# Husky 3-in-1 Power Washer w/Honda GCV160 engine



## Leon Cheers (Oct 20, 2012)

I am in the process of installing a new carburetor on this engine and after figuring out how to line the gaskets up, I have run into a problem of attaching the governor, throttle, and choke linkages with carb installed, does anyone have any ideas?:wave:


----------



## 30yearTech (Sep 14, 2006)

Here is how I do it. First I take the starter assembly off and lift off the blower housing fuel tank assembly. This will make access to and visibility of the carburetor much better, and it's only 3 nuts that you have to take off to do this. Attached the spring and throttle linkage to the throttle lever on the carburetor and attach the fuel line.

Now I take the air filter base and install the two carburetor mounting bolts, then the air filter gasket, the metal support plate, another gasket. It's now time to slide the carburetor over the bolts, base gasket, heat shield, another gasket, the insulator and finally the last gasket (kind of square looking one) between the insulator and cylinder. Start the mounting bolts finger tight and then attach the breather tube to the air filter base. You can now install the short bolt in the upper left of the air filter box, tighten it and the two mounting bolts for the carburetor. You can now install the support bracket mounting bolt if you removed it and tighten it as well. 

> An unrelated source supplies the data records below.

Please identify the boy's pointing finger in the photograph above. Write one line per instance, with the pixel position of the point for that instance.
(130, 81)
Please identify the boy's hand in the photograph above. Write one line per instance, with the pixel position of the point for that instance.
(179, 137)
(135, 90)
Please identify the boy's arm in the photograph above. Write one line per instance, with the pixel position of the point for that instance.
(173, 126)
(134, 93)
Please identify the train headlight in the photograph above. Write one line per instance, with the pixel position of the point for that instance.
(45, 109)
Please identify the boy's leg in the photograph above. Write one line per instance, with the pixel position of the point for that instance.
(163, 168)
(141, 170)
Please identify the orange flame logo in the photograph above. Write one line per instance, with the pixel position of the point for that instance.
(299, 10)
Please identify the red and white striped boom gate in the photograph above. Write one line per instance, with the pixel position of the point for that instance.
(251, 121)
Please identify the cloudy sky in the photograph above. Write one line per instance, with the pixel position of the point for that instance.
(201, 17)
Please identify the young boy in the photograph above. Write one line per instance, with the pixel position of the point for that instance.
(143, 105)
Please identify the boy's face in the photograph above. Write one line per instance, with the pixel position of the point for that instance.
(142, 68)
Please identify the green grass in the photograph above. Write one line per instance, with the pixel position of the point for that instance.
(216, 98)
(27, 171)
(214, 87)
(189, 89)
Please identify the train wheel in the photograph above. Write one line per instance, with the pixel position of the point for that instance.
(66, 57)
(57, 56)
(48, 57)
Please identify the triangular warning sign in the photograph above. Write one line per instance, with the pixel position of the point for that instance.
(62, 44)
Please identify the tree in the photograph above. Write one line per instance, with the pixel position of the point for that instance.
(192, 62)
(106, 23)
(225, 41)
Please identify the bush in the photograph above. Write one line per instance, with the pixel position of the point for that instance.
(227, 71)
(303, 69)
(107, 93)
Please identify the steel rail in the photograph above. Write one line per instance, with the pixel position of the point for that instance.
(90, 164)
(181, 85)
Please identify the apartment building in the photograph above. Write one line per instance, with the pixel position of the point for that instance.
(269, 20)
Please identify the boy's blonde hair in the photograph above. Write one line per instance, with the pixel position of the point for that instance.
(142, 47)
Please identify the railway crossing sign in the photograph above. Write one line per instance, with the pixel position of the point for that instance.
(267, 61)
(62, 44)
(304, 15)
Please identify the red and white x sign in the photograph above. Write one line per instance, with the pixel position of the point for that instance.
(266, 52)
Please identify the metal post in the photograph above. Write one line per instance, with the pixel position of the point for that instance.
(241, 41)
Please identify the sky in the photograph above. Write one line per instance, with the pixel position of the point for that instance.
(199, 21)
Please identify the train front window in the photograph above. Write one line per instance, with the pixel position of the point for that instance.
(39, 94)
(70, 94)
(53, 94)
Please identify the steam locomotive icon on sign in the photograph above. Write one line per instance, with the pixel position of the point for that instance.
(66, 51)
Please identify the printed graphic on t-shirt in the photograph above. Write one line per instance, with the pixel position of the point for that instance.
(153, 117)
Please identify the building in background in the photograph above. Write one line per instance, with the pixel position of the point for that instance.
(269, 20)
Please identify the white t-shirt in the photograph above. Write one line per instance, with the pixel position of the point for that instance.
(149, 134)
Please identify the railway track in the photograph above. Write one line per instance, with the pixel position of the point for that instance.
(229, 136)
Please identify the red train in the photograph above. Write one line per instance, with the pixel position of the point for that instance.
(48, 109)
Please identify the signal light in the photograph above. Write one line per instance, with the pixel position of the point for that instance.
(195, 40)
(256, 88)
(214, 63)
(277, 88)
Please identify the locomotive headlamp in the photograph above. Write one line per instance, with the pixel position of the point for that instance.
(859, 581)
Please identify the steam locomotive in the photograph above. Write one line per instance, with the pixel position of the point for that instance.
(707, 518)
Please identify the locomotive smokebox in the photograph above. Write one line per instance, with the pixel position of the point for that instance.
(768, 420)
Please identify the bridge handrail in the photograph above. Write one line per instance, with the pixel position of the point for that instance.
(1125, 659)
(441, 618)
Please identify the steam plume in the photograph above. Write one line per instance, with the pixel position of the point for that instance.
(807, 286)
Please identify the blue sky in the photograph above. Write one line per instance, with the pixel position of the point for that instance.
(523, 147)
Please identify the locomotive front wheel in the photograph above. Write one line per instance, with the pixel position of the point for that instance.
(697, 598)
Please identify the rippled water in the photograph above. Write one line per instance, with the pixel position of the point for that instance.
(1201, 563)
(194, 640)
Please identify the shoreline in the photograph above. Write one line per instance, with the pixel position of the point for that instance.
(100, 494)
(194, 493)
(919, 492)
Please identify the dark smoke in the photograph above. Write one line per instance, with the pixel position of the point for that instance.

Reinstall the blower housing/fuel tank and starter and you should have it all back together. I know it seems like you need at least two sets of hands to do it, but it's actually quite easy after you have done a few hundred.

By the way, this post should be in the 4 cycle section as this engine is not a 2 cycle.

Best of Luck... :thumbsup::thumbsup:


----------



## paulr44 (Oct 14, 2008)

30yearTech said:


> Here is how I do it. First I take the starter assembly off and lift off the blower housing fuel tank assembly. This will make access to and visibility of the carburetor much better, and it's only 3 nuts that you have to take off to do this:thumbsup::thumbsup:


It probably only took 1 nut on a bender to design the GC/GCV intake system.


----------



## 30yearTech (Sep 14, 2006)

paulr44 said:


> It probably only took 1 nut on a bender to design the GC/GCV intake system.


It does make you wonder...:freak:


----------